Il s'agit de Françoise Appy, qui fait une promotion active de la ” pédagogie explicite ” en compagnie de son mari, Bernard.
Je lui ai demandé de nous expliquer simplement, dans un article court, en quoi consistait cette forme de pédagogie.
Un peu de concret ne fait de mal à personne !
J'ai pensé qu'entrer directement dans le vif du sujet serait une bonne manière de faire connaissance avec cette forme d'enseignement.

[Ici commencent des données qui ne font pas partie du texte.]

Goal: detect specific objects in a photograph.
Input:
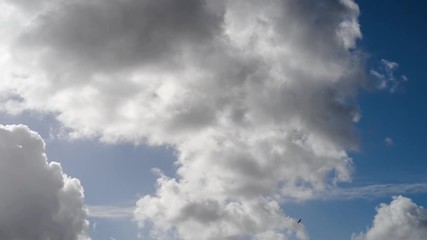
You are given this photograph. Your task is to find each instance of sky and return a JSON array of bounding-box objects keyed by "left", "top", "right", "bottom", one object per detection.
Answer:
[{"left": 0, "top": 0, "right": 426, "bottom": 240}]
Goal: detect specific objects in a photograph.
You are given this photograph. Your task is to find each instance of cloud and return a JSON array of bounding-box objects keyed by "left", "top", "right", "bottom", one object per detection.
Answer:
[
  {"left": 370, "top": 59, "right": 408, "bottom": 93},
  {"left": 135, "top": 173, "right": 308, "bottom": 240},
  {"left": 313, "top": 183, "right": 427, "bottom": 201},
  {"left": 87, "top": 204, "right": 134, "bottom": 219},
  {"left": 352, "top": 196, "right": 427, "bottom": 240},
  {"left": 0, "top": 124, "right": 89, "bottom": 240},
  {"left": 0, "top": 0, "right": 365, "bottom": 239}
]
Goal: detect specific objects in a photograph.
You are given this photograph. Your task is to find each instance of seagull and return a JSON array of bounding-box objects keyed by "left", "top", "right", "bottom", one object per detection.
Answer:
[{"left": 297, "top": 219, "right": 302, "bottom": 224}]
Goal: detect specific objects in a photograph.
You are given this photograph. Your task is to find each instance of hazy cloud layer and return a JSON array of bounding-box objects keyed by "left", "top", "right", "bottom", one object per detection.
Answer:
[
  {"left": 0, "top": 125, "right": 89, "bottom": 240},
  {"left": 0, "top": 0, "right": 365, "bottom": 239},
  {"left": 352, "top": 196, "right": 427, "bottom": 240}
]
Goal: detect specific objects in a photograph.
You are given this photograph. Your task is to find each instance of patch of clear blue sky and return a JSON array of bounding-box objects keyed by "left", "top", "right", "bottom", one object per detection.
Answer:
[
  {"left": 354, "top": 0, "right": 427, "bottom": 184},
  {"left": 1, "top": 1, "right": 426, "bottom": 239}
]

Samedi, je donnerai la parole à Bernard Appy, qui nous brossera un historique de ce mouvement. Nous aurons droit également à quelques vidéos 🙂
La parole est à Françoise Appy :
Apprendre consiste à faire intervenir des changements dans la mémoire à long terme des élèves ; si rien n’a changé en MLT (” mémoire à long terme “), alors rien n’a été appris.
L’enseignant est l’agent de ce changement.
Une question qu’il doit se poser le plus souvent possible est : ” Qu’ont-ils appris ? ”
L’Enseignement Explicite repose sur deux parties d’égale importance : la gestion de classe et la gestion de la matière.
Gestion de classe :
Selon Clermont Gauthier, elle consiste à « établir un ensemble de règles et de modes d'action pour créer et maintenir un environnement ordonné et favorable à l'enseignement ainsi qu'à l'apprentissage. »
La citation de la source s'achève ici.